Before anyone resorts to such a not-violent charismatic act as that of Bukhis—one that brings not only death, but also possibly social oblivion—there are plenty of other things one may do. The doing of course depends on analysis, that is, who or what one sees to be the enemy of a true democracy. As pointed out by the above-mentioned Kuzminski, populism in the United States was brought to a halt “By the 1890s, through a series of legislative and judicial acts, [because of which] corporate power in the United States broke free of effective public accountability.”*** As mentioned, parliamentary democracy in Latvia has developed its own traditions of public unaccountability, and some of the cruder tactics of U.S. corporations, destruction of small businesses including, are not only admired by the oligarchs and would be oligarchs in Latvia, but also believed to be the norm for today and tomorrow.

The current financial and economic shocks in Latvia, which has largely been brought on the Latvians by Swedish banks and their government (a similar chaos and systems collapse in the rest of the world notwithstanding), has no easy solution. Still, some solutions may be less painful than others.

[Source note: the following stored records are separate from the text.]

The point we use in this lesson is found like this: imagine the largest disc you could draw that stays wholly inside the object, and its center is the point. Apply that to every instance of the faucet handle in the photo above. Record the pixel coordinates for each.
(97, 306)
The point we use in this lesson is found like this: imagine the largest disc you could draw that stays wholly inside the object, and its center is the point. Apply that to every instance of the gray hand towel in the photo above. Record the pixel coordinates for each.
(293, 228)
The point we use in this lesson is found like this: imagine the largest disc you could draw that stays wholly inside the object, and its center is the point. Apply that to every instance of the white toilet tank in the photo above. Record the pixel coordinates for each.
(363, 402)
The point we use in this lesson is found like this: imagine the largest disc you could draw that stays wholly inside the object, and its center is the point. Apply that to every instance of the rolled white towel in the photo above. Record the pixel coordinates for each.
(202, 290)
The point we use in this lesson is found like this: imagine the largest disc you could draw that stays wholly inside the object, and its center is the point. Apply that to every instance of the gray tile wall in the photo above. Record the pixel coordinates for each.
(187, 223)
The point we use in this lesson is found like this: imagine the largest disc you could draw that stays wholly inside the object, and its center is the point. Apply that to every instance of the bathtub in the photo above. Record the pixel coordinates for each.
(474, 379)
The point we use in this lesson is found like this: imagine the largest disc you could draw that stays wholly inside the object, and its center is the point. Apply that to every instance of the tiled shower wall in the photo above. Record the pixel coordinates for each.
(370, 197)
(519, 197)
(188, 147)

One of the solutions offered (not in so many words, but by innuendo and action) is devaluation of the currency. The oligarchs favor devaluation, because it may “stimulate” the economy back to life again through more artificial “growth”. The oligarchs, like their good supporter and our good doctor as president at the helm of Latvia, know that if the patient on his deathbed raises his head, this does not necessarily mean recovery. Nevertheless, it gives the parliamentary class an opportunity to catch their breath before the patient’s body-system starts its death rattle. The Saeima rattles on: “Look, the country is alive”.

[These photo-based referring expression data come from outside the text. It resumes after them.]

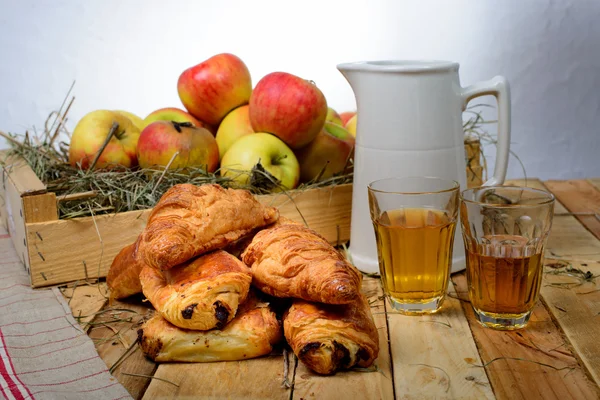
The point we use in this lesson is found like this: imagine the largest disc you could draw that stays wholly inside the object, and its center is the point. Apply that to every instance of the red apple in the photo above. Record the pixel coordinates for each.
(90, 134)
(235, 125)
(159, 141)
(214, 87)
(327, 155)
(345, 116)
(289, 107)
(333, 116)
(172, 114)
(275, 157)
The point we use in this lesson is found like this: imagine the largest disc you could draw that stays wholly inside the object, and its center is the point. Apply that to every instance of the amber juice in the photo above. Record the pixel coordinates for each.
(415, 253)
(504, 278)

Indeed, the people are antagonistic toward the Latvian Saeima, their President, the ministers, and of course the oligarchs and their corporations, the latter a farce of individual rights with money to spare. Thus, until the political system returns to an economy that works toward equalization of sovereignty, with the people more equal in sovereignty than the corporation and the state, populism will and must prevail.

One of the steps that we need to take is a reduction of taxes of people who live at some distance of the city and its suburbs. It does not take much to realize that one source of the worldwide systems failure is the city. The cities of the world absorb 50% and more of the world’s population. The city dweller lives in a mostly virtual world and depends on the government’s ability to lie and oppress the country people. This enables the government to provide city dwellers with cheap bread, goods, and other resources. It is time to reverse this trend. In technical terms, this is easy to do.

All that the government has to do to accommodate populist sovereignty is tax city and suburban dwellers more than the country dwellers. Adjustments should be made to encourage ever greater distancing from the city. This will reverse the flow of people back to the countryside. Not only the people (populists), but the environment, too, will win.


*Adrian Kuzminski, Fixing the System, Continuum, 2008, p. 154. The subtitle of Kuzminski’s book reads: A History of Populism, Ancient and Modern. The author is a research scholar in philosophy at Hartwick College, NY.
**Ibid., p. 11
***Ibid., p. 10
A relevant discussion on populism in Ernesto Laclau’s “On Populist Reason” and many other books, not to mention Thomas Jefferson, one of America’s founding fathers.